Academic impact on policing and security: An interview with Ian Quinton OBE

Academic impact on policing and security: An interview with Ian Quinton OBE

Ian Quinton OBE is an independent security consultant, with a previous and distinguished career in policing that lasted thirty years. Ian has also recently completed an MA in International Security at UEA. In this interview with Lee Jarvis, Ian reflects on his professional experience to discuss the value and limitations of academic research for practitioners working in areas around policing, security and counter-terrorism.

Lee Jarvis: Thank you very much for taking the time to speak to us. I wonder if you might begin by saying a little about the type of work in which you were involved during your policing career.

Ian Quinton:    I served in two forces, the Metropolitan Police Service and Norfolk Constabulary, performing both uniform (public order and major sporting events, for example as ‘Match Commander’ for Norwich football) and detective duties (anti-corruption and child protection). The defining event in my professional development was the key role I played in the successful delivery of the 2012 London Olympic and Paralympic Games. This marked the culmination of a 30-year career in policing and I retired at the end of 2012. Since then I have operated as an independent security consultant, working mainly to commissions from the British government. During the course of my career I was, amongst other things, variously deployed as: a Counter-Terrorist Firearms Commander; Senior Investigating Officer; and, a Covert Human Intelligence Source Controller.

Between 2008-2012 I created the framework within which the national Olympic safety and security operation was delivered. In particular, I developed the national safety and security strategy, the national concept of operations and the national Olympic Safety and Security Strategic Risk Assessment. During Games-time I was able to put theory into practice when I served as Chief of Staff to the National Olympic Security Coordinator (NOSC), operating out of the National Olympic Coordination Centre based at New Scotland Yard. In this capacity I deputised for NOSC, attending meetings on his behalf, including representing Olympic security at COBRA.

Prior to the Olympic role I served as the operational commander for North East London and was responsible for seven boroughs including Hackney, Tower Hamlets, Waltham Forest and Newham. Other career highlights include: writing the ‘security’ chapter of the Football Association bid for the FIFA 2018 World Cup; serving as deputy Senior Investigating Officer (SIO) for one of the so called ‘collusion’ enquiries in Northern Ireland; and my time as staff officer to HM Chief Inspector of Constabulary when I was a key contributor to a number of critical areas of work, not least in ensuring the police service’s response to suicide terrorism (prompted by the shooting of Jean Charles de Menezes at Stockwell in 2005) was fit for purpose and in the review of security sector reform in Iraq that helped to shape UK policy in that country.

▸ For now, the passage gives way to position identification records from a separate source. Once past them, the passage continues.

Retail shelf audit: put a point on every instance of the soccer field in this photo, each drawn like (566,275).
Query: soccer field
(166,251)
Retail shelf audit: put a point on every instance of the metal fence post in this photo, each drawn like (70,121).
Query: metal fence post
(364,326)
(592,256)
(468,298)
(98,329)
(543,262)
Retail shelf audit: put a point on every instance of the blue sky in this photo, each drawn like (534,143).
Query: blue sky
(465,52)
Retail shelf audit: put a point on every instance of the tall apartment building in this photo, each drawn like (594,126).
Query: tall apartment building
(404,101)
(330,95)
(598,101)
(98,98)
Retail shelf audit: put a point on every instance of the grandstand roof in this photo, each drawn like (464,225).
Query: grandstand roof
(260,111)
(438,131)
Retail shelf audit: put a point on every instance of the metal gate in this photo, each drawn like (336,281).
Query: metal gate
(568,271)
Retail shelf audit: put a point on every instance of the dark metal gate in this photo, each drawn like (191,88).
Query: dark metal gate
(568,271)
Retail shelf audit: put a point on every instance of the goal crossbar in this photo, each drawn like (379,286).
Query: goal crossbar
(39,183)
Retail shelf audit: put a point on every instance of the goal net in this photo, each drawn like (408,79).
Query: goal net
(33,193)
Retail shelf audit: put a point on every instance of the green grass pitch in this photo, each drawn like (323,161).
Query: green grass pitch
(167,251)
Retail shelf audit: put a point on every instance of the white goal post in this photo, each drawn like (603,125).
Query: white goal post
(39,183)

Since leaving policing I have twice been commissioned by the Home Office to conduct independent evaluations of security related issues. The first, in 2013, was to review the assurance arrangements for the security operation for the 2014 Glasgow Commonwealth Games. The second, in summer 2014, was a commission to evaluate the effectiveness of the European Commission’s security regime for air-freight. I have also provided support to the Home Office’s Security Industry Engagement team, which was created to promote UK expertise in major event security overseas. In October 2014, I was part of a UK government delegation to Brazil, pursuant to which I spoke at a conference organised by the Brazilian Army at their headquarters in Brasilia. The subjects I was asked to address included counter-terrorism planning in the Olympic context and ‘command & control’ arrangements for major events.

 LJ: Did you have much contact with academic researchers during your career? Did this change at all over time?

IQ: To my regret, beyond leadership training that had a strong theoretical input, I had very little contact with academic researchers during my career. I say regret because I now appreciate that academia can have a role in helping formulate policy, both at a political and operational level, albeit I am very careful to distinguish between policy and tactics here, with the latter largely being a matter for operational commanders.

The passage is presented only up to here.